Não é com isso que o Brasil tem contado. Das últimas vezes que concorreu à estatueta, só “Central do Brasil”, de 1999, pode entrar na categoria “boa vontade”, embora mesmo esta fosse secundária para o filme. Quanto a “O Quatrilho”, de 1996, e “O que É Isso, Companheiro?”, de 1998, nem isso.

Não é que no novo século o cinema brasileiro tenha decaído (pelo contrário) ou o restante do cinema mundial evoluído. Caímos num buraco negro do Oscar, com a valente exceção de “Cidade de Deus”, que teve várias indicações, mas não para filme estrangeiro.

Tentamos de tudo: sucessos nacionais (“2 Filhos de Francisco”), temas político-humanistas (“Olga”, “Carandiru”, “O Ano em que Meus Pais Saíram de Férias”, “Que Horas Ela Volta?”), político-policiais (“Tropa de Elite”), filmes oficiais (“Lula, o Filho do Brasil”), sucessos de crítica na Europa (“O Som ao Redor”). 

A indicação para 2016 foi ridiculamente pautada pelo desapreço de um presidente da República por um cineasta, de tal modo que em vez do óbvio “Aquarius”, de Kleber Mendonça Filho, enviaram o insignificante “Pequeno Segredo”. Para 2019, sem comentários: optaram por “O Grande Circo Místico”, talvez o menos feliz de todos os filmes de Cacá Diegues.

Para 2020, teríamos dois candidatos fortes: “A Vida Invisível” e “Bacurau”. A comissão optou por “A Vida Invisível”. Independentemente das virtudes do filme, que não são poucas, seu caráter intimista e a opção pelo melodrama não favorecem a indicação.

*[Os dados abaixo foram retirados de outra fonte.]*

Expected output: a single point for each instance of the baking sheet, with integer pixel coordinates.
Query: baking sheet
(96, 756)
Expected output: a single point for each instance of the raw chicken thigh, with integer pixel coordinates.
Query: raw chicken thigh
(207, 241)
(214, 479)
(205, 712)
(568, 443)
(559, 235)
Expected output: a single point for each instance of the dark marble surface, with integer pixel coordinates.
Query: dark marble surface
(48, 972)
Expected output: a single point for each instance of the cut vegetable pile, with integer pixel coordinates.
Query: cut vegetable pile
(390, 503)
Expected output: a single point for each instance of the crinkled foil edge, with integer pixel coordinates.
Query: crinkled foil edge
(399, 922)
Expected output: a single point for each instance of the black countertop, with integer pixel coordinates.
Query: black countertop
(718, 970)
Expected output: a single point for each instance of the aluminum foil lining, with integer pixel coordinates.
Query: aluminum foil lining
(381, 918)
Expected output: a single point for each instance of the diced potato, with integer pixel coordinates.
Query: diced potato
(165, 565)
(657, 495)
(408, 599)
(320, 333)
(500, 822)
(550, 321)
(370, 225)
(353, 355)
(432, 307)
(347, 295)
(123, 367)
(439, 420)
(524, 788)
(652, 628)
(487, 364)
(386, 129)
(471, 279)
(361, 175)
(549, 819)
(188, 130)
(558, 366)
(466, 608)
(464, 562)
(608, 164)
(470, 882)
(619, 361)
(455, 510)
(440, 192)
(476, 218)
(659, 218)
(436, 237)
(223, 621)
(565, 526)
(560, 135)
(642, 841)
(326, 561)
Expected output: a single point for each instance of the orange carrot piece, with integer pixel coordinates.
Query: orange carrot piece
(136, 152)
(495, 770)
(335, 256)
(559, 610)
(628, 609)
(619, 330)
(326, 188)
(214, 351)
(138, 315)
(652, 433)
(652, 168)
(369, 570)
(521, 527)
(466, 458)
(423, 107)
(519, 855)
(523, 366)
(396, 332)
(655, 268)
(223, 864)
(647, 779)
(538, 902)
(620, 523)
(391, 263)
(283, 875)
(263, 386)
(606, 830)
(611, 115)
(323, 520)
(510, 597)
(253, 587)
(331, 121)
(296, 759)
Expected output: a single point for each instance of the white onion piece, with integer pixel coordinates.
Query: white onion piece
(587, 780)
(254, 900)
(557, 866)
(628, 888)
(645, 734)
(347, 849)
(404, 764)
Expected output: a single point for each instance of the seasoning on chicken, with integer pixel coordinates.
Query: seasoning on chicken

A seu favor pesa sobretudo o apelo feminista. O aspecto paisagístico, no mais belíssimo, não deve valer de grande coisa, nem a identificação da natureza exuberante com a resiliência da natureza feminina.

“Bacurau” talvez tivesse mais chance de ir à final. Diferente do suave filme de Karim Aïnouz, o de Mendonça Filho enuncia um estado de emergência, agita o fantasma do neocolonialismo, mostra combatentes que enfrentam a submissão de autoridades políticas brasileiras aos desígnios dos Estados Unidos etc.

Em poucas palavras, um filme abertamente antibolsonarista. Isto é, que poderia cair muito bem numa Hollywood tradicionalmente liberal, desafeta de Trump, o amigão do presidente brasileiro, e também pouco disposta a endossar autoritarismos.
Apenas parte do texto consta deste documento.